PURLs are only as good as the maintenance work that has gone into updating the underlying URLs when they inevitably change. And in the lucky cases where the underlying URL haven’t changed, all the work that has gone into managing the infrastructure behind that URL namespace in order for that URL to stay the same. Updating to remain the same, with apologies to Wendy Chun.

I was reminded of PURLs recently when I happened to notice a link to a broken PURL in some old documentation about RSS 1.0. In this case Carl fixed the PURL not by updating the PURL to point at the correct place, but by putting a copy of the document where the PURL expected it to be.

This got me into looking at how the PURL service worked. As the Wikipedia article sketches out, PURLs have had a variety of implementations over the years. From the HTML at purl.fdlp.gov it looks like they are running the Zepheira / 3 Round Stones version–it’s not clear to me where one of those began and the other ended, and if any of that software is open source or not.

In 2016 OCLC and the Internet Archive announced that the venerable purl.org service had moved to the Internet Archive. In the process the software was completely rewritten (I’ve heard it’s a Python application, but I don’t think the source code has been released). One of the interesting side effects of this rewrite is that the new PURL server uses IA’s backend storage as a kind of database–and that storage is public.

So every PURL namespace is an item in the PURL Data Collection. This collection contains a couple JSON files that describe the PURL/URL mappings contained in that namespace as well as who maintains it, and a history of its changes. So for example the PURL for the Dublin Core Terms namespace is:

https://purl.org/dc/terms

and this IA item contains the metadata for that namespace:

https://archive.org/details/purl_dc_terms/

which really is a s3 like bucket that contains two JSON files:

If you squint a bit the PURL system kind of looks like a static site, in that the data it uses is all sitting in static files in their S3-like storage. Of course it’s not really like a static site because there is a dynamic web application reading these files, doing the redirects, and no doubt caching things. Also these seemingly static files are updated when a PURL is edited. But it’s nice that the data is all in JSON files sitting out there for anyone to look at. In some ways it’s not unlike the approach taken by the w3id project, which is basically to use Git and Apache to version identifier namespaces. This is fanciful, but both approaches kind of remind me of the exposed pipes on the Centre Pompidou, where the color of each pipe represents a different function (air, electricity, water, escalators, etc).

The w3id approach is nice because you can get all the data with git clone on the command line. Doing the same thing with purl.org is possible, but takes a little bit more work because you have to use the Internet Archive API to first get all the items in the PURL Data Collection and then go and fetch the JSON files for all of those items.
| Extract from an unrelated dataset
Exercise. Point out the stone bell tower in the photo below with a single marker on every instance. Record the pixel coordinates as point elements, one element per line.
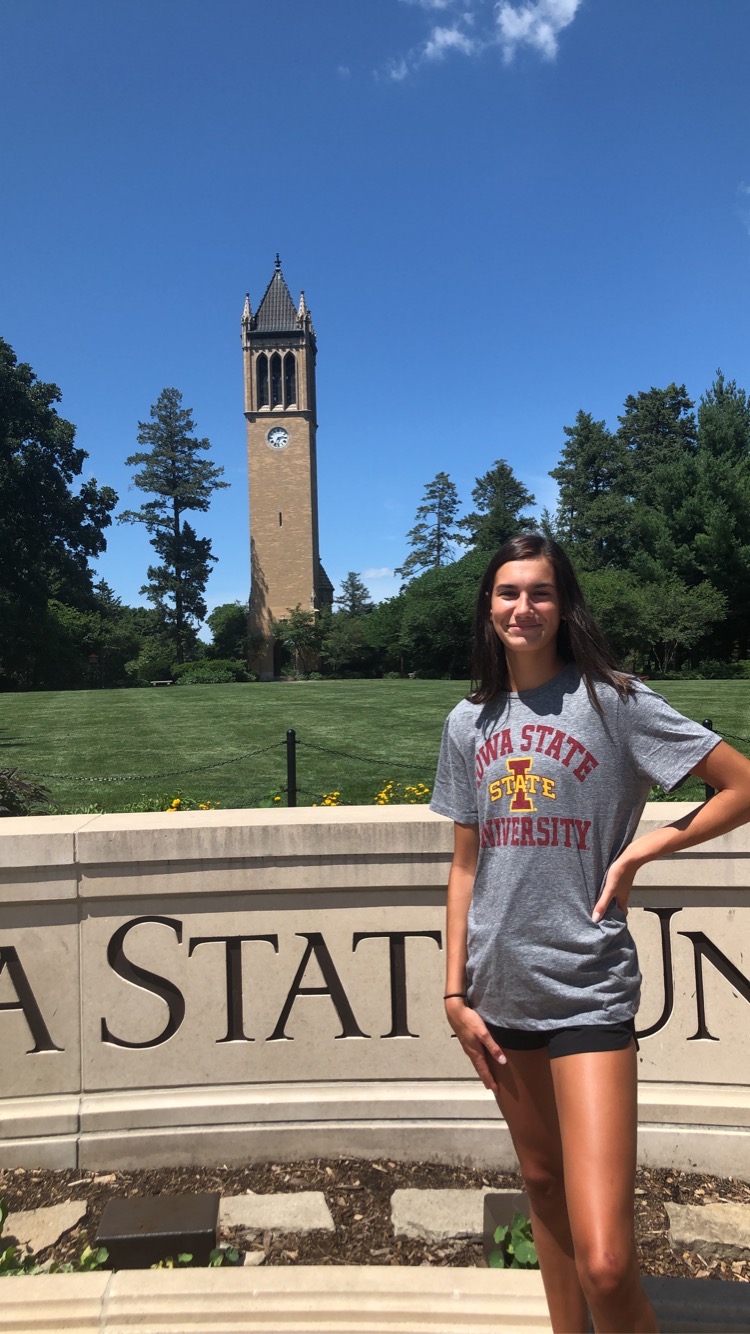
<point>279,352</point>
I decided to give this a try over in this Jupyter notebook. Once you have the data it’s possible to ask some questions that weren’t easy to ask before.

How often are new PURL namespaces created?

A few obvious things to note here are that PURLs started in 1995, and we only see 2009 on. Also 2009 is off the charts in terms of the number of namespaces that were created that year. One can only assume that the underlying system was modified then to start recording when the namespace was created. Things look a bit more interesting if you ignore the 2009 backlog.

Here you can clearly see that more PURL namespaces are being created after the move to the Internet Archive in 2016.

Similarly it’s possible to use the history files to see how often namespaces are being updated after they were created.

This chart tells an opposite story, which is more difficult to read. The number of namespace updates seems to have dropped off drastically after the move to the Internet Archive. But the low bar in 2021 is still 1,021 updates, or like 3 namespace changes per day. I’m not entirely sure what to expect. Perhaps there were systems tied to the PURL system that got disconnected when it moved?

Finally one of the more salient questions to ask of this data is how many of the PURLs still work? This is a complex enough question for research project and not just a quick blog post. Over in the notebook I started by sampling all the target URLs (N=405,637 n=662). The idea of checking each and every URL again was more like a full science project. In the process I noticed that it was oversampling some domains quite a bit like my.yoolib.net. So I tried again, but instead of sampling all the URLs I sampled the PURL namespaces (N=21,894, n=644) and picked a random URL from each PURL namespace. This seemed to work better but still appeared to oversample, with host names like www.olemiss.edu showing up quite a bit. It looks like they might create a new PURL namespace for every finding aid they put up?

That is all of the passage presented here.